Thoughts on the Cancelation Model #1586

alexandru · 2022-05-24T13:25:22Z

alexandru
May 24, 2022
Maintainer

In Monix (and Cats-Effect) it's cancelation, with a single l, because I'm lazy, and my spell checkers have been set to en-US.

Please provide your input

I need thoughts on the Cats Effect 3 cancelation model.

What positive or negative experiences have you had, in production, with it? What about the prior Cats-Effect 2?

History

Cats Effect 3 has changed the cancelation model, compared with Cats Effect 2 being now closer to that of ZIO, which happened in 2 acts:

The past: In Cats Effect 2 we introduced bracked for managing resources, inspired by Haskell, but with ZIO semantics (e.g., acquire and release not being cancelable);

This happened because, contrary to Monix's initial design, the flatMap-driven run-loop became auto-cancelable, so there was an urgent need to handle resources safely; and note that Monix had a simpler, more cooperative model that was not invalidating flatMap (aka the "continual model", which failed to gain traction)
Brackets execute finalizers in a reverse order in which the resources were created, hence the need to back-pressure them, code relying on it;
This invalidates Monix's notion of cancelation, which is a signal sent from the consumer to the producer saying that the consumer is no longer interested in the result (i.e., no back-pressuring);

The present: Because bracket is insufficient, as we needed a cancelable acquire and release in bracket, Fabio proposed interruptible/uninterruptible regions; this inspired ZIO too, and became the design of Cats-Effect 3;

This is doubling down on the idea that cancelation needs to be back-pressured, as it's used for “safe resource handling”;
The API of the current uncancelable primitive is quite nice, actually; it's like Fabio wanted to reconcile bracket and auto-cancelable run-loops with my “continual” idea;

You can read: Let's discuss the cancelation model for my objections to the current behavior.

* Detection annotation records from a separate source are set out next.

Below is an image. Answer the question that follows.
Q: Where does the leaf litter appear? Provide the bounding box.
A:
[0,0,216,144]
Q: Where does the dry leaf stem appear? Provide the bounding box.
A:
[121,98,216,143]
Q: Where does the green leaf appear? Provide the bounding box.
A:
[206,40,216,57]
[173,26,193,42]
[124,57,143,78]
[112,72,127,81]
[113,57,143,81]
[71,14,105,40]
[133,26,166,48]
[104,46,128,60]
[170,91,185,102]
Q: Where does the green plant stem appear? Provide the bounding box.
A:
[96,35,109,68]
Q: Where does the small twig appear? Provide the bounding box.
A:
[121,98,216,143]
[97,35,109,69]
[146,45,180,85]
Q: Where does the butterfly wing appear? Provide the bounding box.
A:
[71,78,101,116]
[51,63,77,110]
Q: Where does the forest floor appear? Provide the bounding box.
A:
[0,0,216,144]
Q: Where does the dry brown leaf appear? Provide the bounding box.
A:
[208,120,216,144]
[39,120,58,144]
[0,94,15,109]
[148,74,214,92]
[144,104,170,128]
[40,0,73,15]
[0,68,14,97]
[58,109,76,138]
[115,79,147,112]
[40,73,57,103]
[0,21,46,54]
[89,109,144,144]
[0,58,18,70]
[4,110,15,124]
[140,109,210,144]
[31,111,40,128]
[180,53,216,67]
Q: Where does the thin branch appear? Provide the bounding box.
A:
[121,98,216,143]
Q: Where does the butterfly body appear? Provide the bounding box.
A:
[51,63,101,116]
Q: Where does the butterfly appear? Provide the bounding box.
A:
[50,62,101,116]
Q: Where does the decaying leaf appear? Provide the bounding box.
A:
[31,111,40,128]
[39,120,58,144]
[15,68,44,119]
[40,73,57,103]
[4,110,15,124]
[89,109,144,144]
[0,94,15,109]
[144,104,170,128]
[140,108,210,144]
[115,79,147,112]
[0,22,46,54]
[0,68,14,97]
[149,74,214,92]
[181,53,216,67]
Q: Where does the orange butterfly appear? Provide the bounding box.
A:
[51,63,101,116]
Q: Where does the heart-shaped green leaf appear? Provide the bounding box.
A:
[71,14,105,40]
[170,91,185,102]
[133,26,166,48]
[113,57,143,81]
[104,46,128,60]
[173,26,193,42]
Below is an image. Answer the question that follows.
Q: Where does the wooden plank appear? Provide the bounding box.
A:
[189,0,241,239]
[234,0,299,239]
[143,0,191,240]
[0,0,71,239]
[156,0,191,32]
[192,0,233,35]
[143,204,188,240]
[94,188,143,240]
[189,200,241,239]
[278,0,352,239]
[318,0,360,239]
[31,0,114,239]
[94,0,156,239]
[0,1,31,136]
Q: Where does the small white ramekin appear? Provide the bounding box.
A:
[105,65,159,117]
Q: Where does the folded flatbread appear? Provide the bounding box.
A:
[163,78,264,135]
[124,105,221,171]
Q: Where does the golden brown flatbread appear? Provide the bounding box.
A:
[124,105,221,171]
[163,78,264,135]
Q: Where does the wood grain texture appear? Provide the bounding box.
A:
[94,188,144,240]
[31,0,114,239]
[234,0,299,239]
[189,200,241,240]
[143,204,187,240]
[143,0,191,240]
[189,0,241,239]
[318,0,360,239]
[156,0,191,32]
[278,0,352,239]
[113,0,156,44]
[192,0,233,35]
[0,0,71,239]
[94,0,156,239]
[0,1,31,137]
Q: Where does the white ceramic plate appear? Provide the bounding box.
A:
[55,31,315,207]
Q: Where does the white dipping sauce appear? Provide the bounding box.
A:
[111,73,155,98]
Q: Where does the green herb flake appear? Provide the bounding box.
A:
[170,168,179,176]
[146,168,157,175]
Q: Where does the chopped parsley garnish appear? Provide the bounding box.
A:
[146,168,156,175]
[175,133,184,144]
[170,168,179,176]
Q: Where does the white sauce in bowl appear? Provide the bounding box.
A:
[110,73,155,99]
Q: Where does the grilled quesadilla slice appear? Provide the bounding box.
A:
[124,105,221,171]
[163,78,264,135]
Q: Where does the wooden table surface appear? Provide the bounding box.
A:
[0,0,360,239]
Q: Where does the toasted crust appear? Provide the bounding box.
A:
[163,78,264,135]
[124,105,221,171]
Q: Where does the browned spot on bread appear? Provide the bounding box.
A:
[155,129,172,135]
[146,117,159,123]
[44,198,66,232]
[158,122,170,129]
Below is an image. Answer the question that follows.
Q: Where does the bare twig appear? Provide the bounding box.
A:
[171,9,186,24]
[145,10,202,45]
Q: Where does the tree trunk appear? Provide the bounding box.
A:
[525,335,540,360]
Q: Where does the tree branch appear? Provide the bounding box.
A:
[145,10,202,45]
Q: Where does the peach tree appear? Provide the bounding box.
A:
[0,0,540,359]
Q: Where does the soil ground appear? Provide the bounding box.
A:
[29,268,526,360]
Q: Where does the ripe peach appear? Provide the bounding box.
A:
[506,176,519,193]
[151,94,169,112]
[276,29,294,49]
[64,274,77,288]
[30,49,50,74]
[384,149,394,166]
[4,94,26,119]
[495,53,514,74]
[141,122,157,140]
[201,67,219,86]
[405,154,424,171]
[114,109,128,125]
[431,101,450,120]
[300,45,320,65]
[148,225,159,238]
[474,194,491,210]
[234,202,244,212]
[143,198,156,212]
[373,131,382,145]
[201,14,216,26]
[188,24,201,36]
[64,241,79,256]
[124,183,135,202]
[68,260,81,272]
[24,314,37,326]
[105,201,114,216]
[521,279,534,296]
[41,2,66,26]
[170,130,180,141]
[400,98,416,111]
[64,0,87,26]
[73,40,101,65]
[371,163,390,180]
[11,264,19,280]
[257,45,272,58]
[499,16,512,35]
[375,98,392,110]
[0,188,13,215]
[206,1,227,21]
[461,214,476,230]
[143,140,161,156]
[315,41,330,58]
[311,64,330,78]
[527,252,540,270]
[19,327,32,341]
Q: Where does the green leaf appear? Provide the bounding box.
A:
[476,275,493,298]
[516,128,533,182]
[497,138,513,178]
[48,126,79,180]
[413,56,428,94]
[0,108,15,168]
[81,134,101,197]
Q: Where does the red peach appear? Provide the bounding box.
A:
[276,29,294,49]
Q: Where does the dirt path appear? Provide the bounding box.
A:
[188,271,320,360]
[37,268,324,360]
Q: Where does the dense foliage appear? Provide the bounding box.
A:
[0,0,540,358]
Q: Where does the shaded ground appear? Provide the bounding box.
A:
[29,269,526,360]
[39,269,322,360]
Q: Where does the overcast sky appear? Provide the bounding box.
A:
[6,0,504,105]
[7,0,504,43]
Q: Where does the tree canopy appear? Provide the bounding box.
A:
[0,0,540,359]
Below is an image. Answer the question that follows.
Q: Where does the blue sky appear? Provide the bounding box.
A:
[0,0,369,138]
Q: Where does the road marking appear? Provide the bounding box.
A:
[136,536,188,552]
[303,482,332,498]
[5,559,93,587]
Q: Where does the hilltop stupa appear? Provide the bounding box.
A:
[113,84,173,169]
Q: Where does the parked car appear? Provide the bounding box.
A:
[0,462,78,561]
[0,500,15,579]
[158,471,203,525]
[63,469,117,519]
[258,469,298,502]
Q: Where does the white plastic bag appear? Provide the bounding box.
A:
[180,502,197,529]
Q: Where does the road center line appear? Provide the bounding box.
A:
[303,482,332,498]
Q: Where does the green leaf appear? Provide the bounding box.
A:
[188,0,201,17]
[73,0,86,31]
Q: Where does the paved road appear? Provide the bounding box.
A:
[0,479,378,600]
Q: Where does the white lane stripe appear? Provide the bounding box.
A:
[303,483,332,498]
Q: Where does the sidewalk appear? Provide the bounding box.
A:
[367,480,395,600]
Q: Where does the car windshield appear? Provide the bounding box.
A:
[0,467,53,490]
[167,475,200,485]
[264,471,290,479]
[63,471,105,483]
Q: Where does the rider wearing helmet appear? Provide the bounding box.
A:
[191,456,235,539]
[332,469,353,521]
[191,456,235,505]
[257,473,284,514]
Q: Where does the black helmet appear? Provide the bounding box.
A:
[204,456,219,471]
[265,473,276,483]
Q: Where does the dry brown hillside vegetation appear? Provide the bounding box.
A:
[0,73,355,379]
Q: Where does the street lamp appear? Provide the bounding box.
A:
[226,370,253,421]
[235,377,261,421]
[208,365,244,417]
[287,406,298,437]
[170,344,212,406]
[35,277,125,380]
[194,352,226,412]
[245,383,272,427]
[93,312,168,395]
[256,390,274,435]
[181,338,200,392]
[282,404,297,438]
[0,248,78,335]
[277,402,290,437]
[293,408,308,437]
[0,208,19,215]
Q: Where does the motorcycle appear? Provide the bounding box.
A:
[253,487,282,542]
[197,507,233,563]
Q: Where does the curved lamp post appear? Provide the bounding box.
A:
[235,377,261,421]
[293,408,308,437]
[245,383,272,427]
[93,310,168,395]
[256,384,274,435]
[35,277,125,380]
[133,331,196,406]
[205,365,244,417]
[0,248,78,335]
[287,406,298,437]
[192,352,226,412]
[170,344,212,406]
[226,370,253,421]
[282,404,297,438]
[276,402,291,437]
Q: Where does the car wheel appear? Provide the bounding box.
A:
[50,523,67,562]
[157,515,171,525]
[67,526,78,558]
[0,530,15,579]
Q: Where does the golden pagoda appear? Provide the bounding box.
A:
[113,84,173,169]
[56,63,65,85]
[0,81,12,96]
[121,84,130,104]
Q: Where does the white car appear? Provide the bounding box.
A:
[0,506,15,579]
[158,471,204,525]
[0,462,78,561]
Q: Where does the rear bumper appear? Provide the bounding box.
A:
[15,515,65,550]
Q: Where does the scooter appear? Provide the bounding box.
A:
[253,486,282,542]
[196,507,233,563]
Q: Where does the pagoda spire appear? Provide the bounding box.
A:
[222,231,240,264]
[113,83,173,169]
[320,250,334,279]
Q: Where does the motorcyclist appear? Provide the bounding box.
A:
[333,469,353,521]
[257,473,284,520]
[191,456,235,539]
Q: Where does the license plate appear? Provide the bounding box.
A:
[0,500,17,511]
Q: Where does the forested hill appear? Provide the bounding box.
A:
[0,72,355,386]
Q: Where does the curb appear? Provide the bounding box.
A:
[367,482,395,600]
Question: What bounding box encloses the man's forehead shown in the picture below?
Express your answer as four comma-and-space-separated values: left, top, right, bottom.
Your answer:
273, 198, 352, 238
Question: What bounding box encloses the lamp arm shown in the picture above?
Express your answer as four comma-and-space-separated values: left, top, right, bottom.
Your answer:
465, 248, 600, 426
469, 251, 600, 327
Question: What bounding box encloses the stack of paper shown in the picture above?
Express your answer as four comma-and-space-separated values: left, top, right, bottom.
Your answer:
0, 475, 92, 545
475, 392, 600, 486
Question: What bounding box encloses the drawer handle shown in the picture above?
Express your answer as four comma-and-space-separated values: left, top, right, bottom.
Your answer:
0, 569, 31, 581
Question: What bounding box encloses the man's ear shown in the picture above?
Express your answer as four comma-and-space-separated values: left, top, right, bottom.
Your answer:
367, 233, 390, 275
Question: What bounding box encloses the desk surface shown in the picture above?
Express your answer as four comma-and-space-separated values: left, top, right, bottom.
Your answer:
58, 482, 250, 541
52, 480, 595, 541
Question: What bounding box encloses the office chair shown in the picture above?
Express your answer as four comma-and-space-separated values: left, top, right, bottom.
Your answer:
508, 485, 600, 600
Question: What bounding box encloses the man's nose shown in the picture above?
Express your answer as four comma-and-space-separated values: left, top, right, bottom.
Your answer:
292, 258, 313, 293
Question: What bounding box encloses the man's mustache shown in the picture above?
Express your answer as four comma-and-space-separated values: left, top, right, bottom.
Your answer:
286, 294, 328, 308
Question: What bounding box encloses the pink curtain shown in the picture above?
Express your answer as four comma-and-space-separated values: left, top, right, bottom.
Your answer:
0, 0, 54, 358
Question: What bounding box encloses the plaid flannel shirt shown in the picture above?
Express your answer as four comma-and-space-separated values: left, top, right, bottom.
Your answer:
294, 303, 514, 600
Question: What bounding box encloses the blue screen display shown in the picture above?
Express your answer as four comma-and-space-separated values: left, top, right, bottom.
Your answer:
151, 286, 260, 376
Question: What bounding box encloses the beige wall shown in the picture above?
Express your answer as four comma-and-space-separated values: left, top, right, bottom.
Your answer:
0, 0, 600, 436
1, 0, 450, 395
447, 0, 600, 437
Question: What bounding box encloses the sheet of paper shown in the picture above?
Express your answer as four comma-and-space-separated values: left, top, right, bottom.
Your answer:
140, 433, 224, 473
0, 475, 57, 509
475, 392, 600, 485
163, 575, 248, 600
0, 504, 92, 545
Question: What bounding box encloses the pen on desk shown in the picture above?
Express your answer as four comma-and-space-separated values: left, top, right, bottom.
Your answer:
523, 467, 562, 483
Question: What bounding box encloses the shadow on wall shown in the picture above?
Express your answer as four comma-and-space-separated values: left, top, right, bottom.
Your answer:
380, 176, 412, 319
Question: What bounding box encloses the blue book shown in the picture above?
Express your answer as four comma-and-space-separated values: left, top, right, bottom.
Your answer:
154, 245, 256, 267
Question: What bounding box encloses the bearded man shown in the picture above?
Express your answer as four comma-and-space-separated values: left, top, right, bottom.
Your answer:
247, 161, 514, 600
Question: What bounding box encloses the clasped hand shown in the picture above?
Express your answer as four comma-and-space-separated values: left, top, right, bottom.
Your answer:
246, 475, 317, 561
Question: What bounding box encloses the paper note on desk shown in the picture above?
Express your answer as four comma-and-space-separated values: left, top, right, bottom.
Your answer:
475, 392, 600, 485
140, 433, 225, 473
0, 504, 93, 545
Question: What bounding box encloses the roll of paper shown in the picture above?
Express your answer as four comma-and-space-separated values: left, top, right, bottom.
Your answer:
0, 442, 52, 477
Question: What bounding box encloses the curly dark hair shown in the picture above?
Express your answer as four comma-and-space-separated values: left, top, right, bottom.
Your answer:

There I'm explaining why the new model is very surprising, actually, not being what users expect, invalidating the idea behind cancelation (in Monix's original design), in order to optimize for resource management via bracket-like abstractions.

And this is where we have an ideological issue …

CE 3, as a philosophy, wants to ensure that the process can't have resource leaks, which could be an outcome if you don't back-pressure cancelation;
I am arguing, however, that resource leaks are inevitable, some resource leaks are worse than others, and cancelation gets used in race conditions — i.e., precisely in those cases in which things don't work™️. Back-pressuring cancelation can leak an entire process instead, which is awful, actually;
I'm also arguing that Cats Effect 3 treats cancelation as happy-path user input, but cancelation is anything but; those cases, in which we need to force ordering or wait for termination, could be handled by classic concurrency primitives: such as a semaphore, or reference counting;

Note here I'm talking of Cats-Effect 3, as I'm not familiar with the latest of ZIO, but given the former's influences, I suspect it's still the same.

Prior art

I might be wrong, this is highly subjective, but the lingering thought on my mind is the prior art:

Reactive Streams does not back-pressure cancelation;
Java 9's Flow does not back-pressure cancelation;
RxJava's Single, which has been used in Java land as an IO, does not back-pressure cancelation;
Project Reactor implements cancelation, much like the entire Reactive Streams family, via a simple signal, no back-pressure on cancelation;
F#'s Async does not back pressure on cancelation, and actually it has a pretty collaborative cancelation model, unlike that of the ReactiveX family;
- F# basically uses C#'s mechanism, i.e., you can wait on a CancellationToken, but the back-pressure is for when you call it, not for when resources are released; so no back-pressure on cancelation;
Java's FutureTask or CompletableFuture don't back-pressure cancelable — note that this is just like doing promise.failure(new CancelationException), but it's possible to close any resources prematurely in the producer, of course;
Scala's Future isn't directly cancelable, but that's because cancelation can be achieved by having access to its Promise, see the reasoning for why Future is not cancelable — note, implementing cancelation with Promise involves sending just a signal, e.g., promise.complete(Failure(new CancelationException));
JavaScript has a similar mechanism, cancelation being just a signal;
Python Tasks (asyncio) are cancelable, but AFAIK, cancelation is still just a signal that is akin to completing a task with CancelledError; methods like timeout do wait for a task to be “actually canceled” (per their docs), but this depends on how tasks get implemented, as cancelation itself isn't a task.
- Cancelation doesn't mean that the task actually stopped. For example, canceling a shield(task) will cancel the shield (the task's protection against cancelation), and not the task being shielded. Therefore, the task can keep on running, while timeout returns immediately;
- Say what you will of Python, but the Python 3 web server I worked on was able to immediately cancel HTTP requests when the client connection was dropped. It's a capability I haven't seen in Play Framework, or Akka HTTP — and I remember the Typelevel folks trying to implement this for Http4s (after I complained that Python can do it 🙂), but I'm not sure if they succeeded;
There's also scalaz.concurrent.Task, the original inspiration for the Monix Task, which does cooperative cancelation, i.e., a boolean reference that's being checked, being more similar to that of C#/F#, and no resource management;

There is one exception that I'm noticing — Kotlin's Coroutines — their cancel() operation doesn't back-pressure, but it's implemented via an exception, and you can then join(), so I believe cancelAndJoin() back-pressures the finalizers, but I'll have to check (TODO).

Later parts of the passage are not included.